If you run a sole proprietorship, partnership, S-corp, or other pass-through business, Section 199A of the tax code may let you deduct up to 20% of your qualified business income before you ever get to income tax brackets. This calculator estimates that Qualified Business Income (QBI) deduction for 2026, applies the taxable-income cap the law layers on top of the 20%-of-QBI figure, and gives you a simplified version of the extra limitation that applies to specified service businesses.
How it works
The deduction is the lesser of two numbers: 20% of your qualified business income, or 20% of your taxable income before the QBI deduction, excluding net capital gains and qualified dividends (those already get preferential rates elsewhere, so the law keeps them out of this particular cap). Whichever of those two 20% figures is smaller is your deduction -- capping it this way stops the deduction from exceeding what your overall income can support, which matters most when taxable income is low relative to QBI.
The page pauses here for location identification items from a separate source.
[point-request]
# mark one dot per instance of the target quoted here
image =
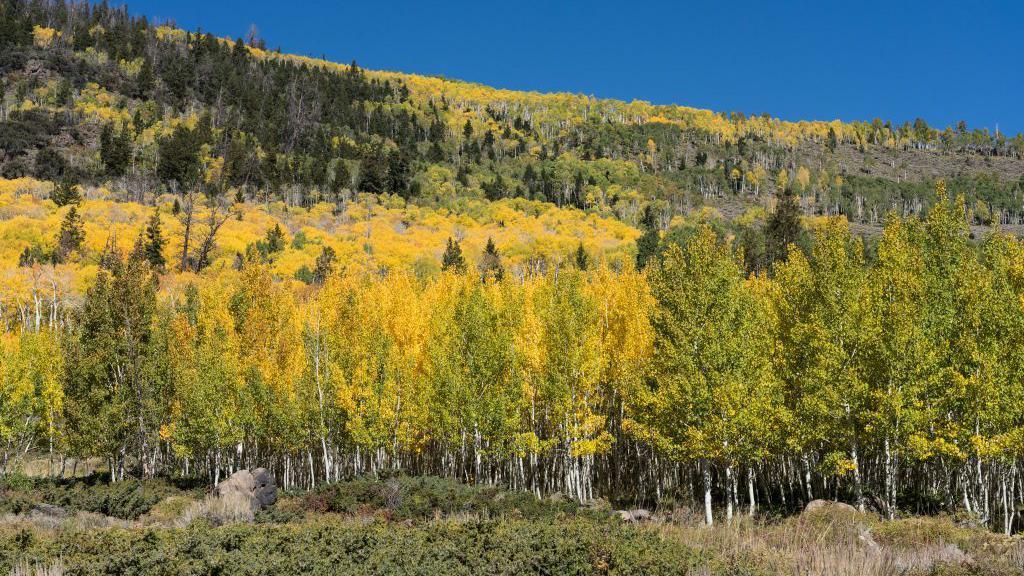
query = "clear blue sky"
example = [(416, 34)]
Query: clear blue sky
[(799, 60)]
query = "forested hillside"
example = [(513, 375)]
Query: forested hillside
[(214, 255)]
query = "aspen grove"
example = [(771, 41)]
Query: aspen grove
[(895, 378)]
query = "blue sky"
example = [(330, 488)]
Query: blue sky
[(941, 60)]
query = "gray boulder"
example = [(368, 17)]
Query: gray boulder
[(256, 487), (828, 505), (639, 515)]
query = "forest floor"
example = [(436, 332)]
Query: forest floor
[(434, 526)]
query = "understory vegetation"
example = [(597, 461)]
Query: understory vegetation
[(431, 526), (216, 256)]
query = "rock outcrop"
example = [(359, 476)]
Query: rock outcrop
[(256, 487)]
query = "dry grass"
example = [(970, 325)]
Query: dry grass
[(25, 569), (838, 543), (229, 508)]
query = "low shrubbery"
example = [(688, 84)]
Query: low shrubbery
[(126, 500), (427, 497), (358, 546), (404, 525)]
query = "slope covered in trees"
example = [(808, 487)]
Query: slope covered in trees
[(93, 95), (214, 255)]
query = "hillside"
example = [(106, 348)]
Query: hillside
[(215, 256), (256, 124)]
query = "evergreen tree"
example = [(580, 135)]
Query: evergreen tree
[(325, 265), (581, 258), (66, 193), (115, 150), (782, 229), (374, 171), (398, 173), (453, 259), (72, 234), (178, 157), (274, 241), (491, 264), (647, 244), (155, 242)]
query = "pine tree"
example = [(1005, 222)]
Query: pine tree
[(647, 244), (782, 229), (374, 171), (491, 263), (582, 259), (155, 242), (72, 234), (274, 241), (66, 193), (325, 265), (453, 259)]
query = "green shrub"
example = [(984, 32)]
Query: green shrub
[(425, 497), (352, 546), (126, 500)]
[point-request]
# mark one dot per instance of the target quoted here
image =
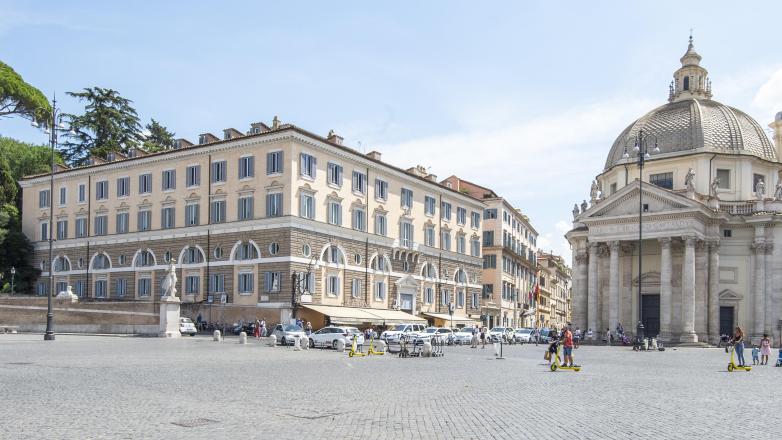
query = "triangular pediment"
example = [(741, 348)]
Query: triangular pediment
[(625, 202)]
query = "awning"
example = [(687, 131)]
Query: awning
[(456, 319)]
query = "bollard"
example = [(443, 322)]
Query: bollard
[(426, 351)]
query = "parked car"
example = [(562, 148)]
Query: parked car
[(328, 336), (395, 334), (186, 327), (523, 335), (286, 333)]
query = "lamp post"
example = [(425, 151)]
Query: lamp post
[(641, 149), (51, 127)]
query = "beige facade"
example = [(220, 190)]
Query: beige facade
[(242, 215)]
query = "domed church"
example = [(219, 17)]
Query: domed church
[(680, 227)]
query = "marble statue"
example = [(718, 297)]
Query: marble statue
[(689, 180), (169, 283)]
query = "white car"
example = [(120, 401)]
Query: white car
[(286, 334), (396, 333), (328, 337)]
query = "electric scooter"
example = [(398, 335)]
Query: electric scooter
[(732, 364), (555, 362)]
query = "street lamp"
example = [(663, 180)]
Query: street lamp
[(642, 153), (51, 127)]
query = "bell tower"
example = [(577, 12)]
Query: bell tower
[(691, 80)]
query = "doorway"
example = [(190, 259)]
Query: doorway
[(650, 314)]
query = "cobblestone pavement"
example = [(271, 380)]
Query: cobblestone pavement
[(131, 388)]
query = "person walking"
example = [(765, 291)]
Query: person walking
[(765, 349), (738, 341)]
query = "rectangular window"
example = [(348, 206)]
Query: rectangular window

On top of that, specified service trades or businesses (SSTBs) -- law, accounting, health, consulting, financial services, performing arts, and similar fields -- lose the deduction entirely once taxable income clears a threshold: $201,750 for single filers and heads of household, $403,500 for married filing jointly, for 2026. In reality the law phases the SSTB deduction out gradually over a further income range above that threshold rather than cutting it off all at once. This calculator does not model that gradual range -- it treats the threshold as a hard cliff, full deduction below it and zero above it for an SSTB. That is a deliberate simplification, and it is more conservative than assuming the full deduction survives partway into the real phase-out range.
Worked example
Say you have $100,000 of qualified business income and $150,000 of taxable income before the QBI deduction, no capital gains in the mix, you're not an SSTB, and your marginal federal rate is 24%.
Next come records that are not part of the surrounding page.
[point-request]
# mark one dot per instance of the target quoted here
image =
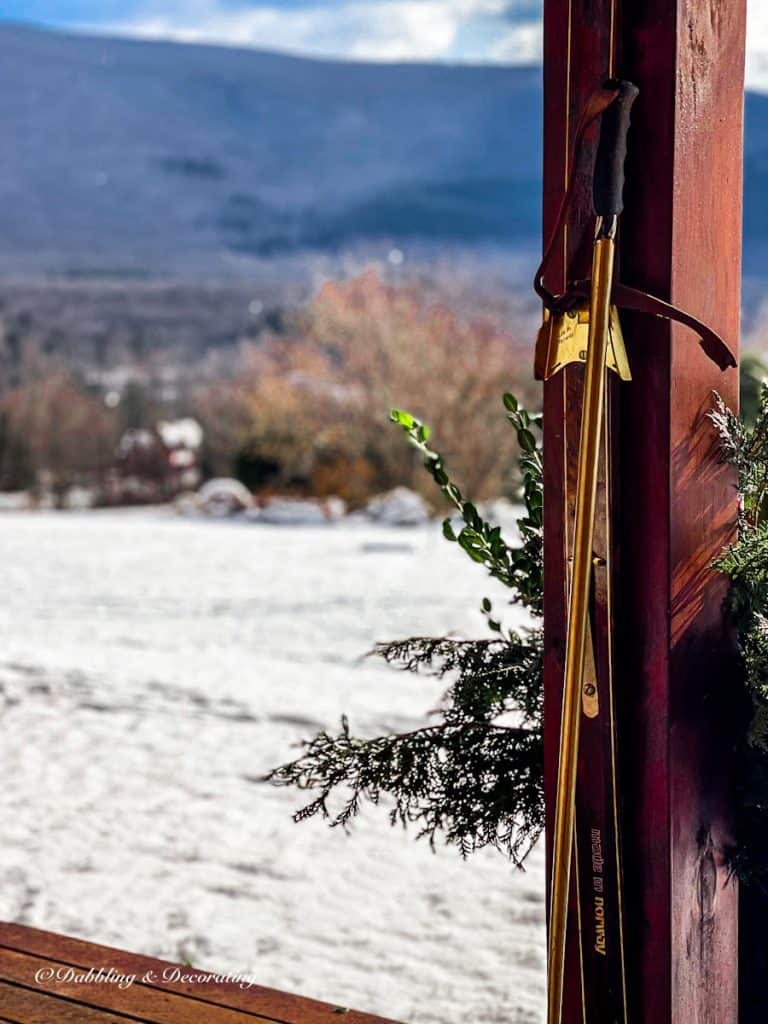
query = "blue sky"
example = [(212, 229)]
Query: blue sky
[(505, 31)]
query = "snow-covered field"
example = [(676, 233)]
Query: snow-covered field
[(152, 670)]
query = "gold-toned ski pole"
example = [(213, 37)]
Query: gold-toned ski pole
[(608, 185)]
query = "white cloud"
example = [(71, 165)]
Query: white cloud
[(368, 30), (757, 45), (520, 44)]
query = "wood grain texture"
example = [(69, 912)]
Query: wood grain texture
[(680, 239), (24, 950)]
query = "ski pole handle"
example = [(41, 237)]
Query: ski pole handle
[(611, 151)]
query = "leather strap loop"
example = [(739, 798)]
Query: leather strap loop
[(623, 295)]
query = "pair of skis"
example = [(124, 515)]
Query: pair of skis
[(586, 838)]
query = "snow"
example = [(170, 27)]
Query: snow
[(153, 669)]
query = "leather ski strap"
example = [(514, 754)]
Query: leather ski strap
[(623, 295)]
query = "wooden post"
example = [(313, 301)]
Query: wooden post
[(673, 505)]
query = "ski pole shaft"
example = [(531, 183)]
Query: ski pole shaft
[(608, 185)]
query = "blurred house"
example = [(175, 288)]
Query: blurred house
[(156, 465)]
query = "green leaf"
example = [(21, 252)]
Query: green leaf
[(526, 440), (404, 419)]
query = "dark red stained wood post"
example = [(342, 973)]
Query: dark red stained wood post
[(674, 505)]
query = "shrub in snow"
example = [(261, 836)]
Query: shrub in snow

- Taxable-income limit: 20% × $150,000 = $30,000
- QBI limit: 20% × $100,000 = $20,000
- QBI deduction: the lesser of the two = $20,000
- Estimated tax savings: $20,000 × 24% = $4,800
Here the QBI-based cap binds, since your business income is lower relative to overall taxable income. Flip that around -- more taxable income relative to QBI, or capital gains pulling the base down -- and the taxable-income limit can bind instead, producing a smaller deduction than 20% of QBI alone would suggest.
How to interpret your result
The QBI deduction is the headline number: it's what actually reduces your taxable income on your return, subject to whichever cap bound in your case. The estimated tax savings figure translates that into real dollars using the marginal rate you supplied -- it's a straight-line estimate, not a bracket-by-bracket calculation, so treat it as directional rather than exact if your income straddles a bracket boundary.
If you flagged your business as an SSTB and your taxable income is above the threshold for your filing status, the calculator reports a $0 deduction. That's the honest, simplified answer under this tool's model -- but the real IRS math phases the deduction down gradually rather than dropping it off a cliff, so if your income sits just above the threshold, a fuller calculation (or a tax professional) may find you're still entitled to a partial deduction that this tool doesn't capture.
This tool also doesn't apply the separate wage/UBIA-of-qualified-property limitation that can cap non-SSTB deductions above the same thresholds, doesn't know your actual tax brackets, and isn't a substitute for a real return or professional advice. It's US federal only -- no state tax treatment is modeled.
Methodology & sources
incomeLimit = 20% × (taxableIncomeBeforeQBI − netCapitalGains); qbiLimit = 20% × qualifiedBusinessIncome; qbiDeduction = max(0, min(qbiLimit, incomeLimit)), further zeroed out if you flagged SSTB and taxable income exceeds your filing status's threshold; taxSavingsEstimate = qbiDeduction × marginalRatePercent ÷ 100. Every output is rounded to the cent from the unrounded intermediate figures.
The 2026 SSTB thresholds ($201,750 single / $403,500 married filing jointly) come from the IRS's Revenue Procedure 2025-32 annual inflation adjustments, reflecting the wider phase-in range the One Big Beautiful Bill Act (OBBBA) set starting in 2026. For the underlying Section 199A mechanics -- including the wage/UBIA limitation this tool skips -- see the IRS's Instructions for Form 8995-A. This calculator covers US federal QBI only; it is not tax advice.